Until that fateful event, Bimlesh would rarely come to the stall, a 60-year-old landmark in Old Delhi’s Galli Choori Walan. Even so, she would work daily for the husband’s stall, but at home in nearby Sitaram Bazar. She would get up every morning at 6.30 to prepare a fresh stock of chhole and chutneys (the kulche would be sourced from a bakery). This was also her routine before her marriage when she would similarly assist her father, who too managed such a stall. By 10, Bimlesh’s husband would leave the house with all the workday paraphernalia. He would return twelve hours later.
In the present phase of her life in which she manages the stall on her own, Bimlesh is still obliged to get up at the same hour to prepare the dishes. Though now she has a helping hand, courtesy her youngest daughter, who works in a Karol Bagh shop. (Her other two daughters are married and live in their own homes.) She recalls the life-altering events of three years ago. Bimlesh had made certain, she says, that the stall reopened the third day after her husband’s passing “because that was the right thing.” Her nephew managed the eatery for the first month while she and her daughters dealt with the initial shock and grief.
As the afternoon lapses into evening, Bimlesh gets busier.
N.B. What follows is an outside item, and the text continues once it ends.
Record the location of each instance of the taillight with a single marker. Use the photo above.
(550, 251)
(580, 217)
Her hands are moving with an effortless efficiency about the tiny bowls of chutneys and masalas. The chhole is stored in a giant cauldron. “We never gave any name to our shop,” she says, “it is simply known as chhole kulche ki dukan.”
During a brief gap of idle moments, she reverently gazes towards the “devi-devta” on her walls. “No shikayat (complaint). It is destiny. I’m thankful I’m able to earn.”
Two women stop for chhole kulche.
[This is the 567th portrait of Mission Delhi project]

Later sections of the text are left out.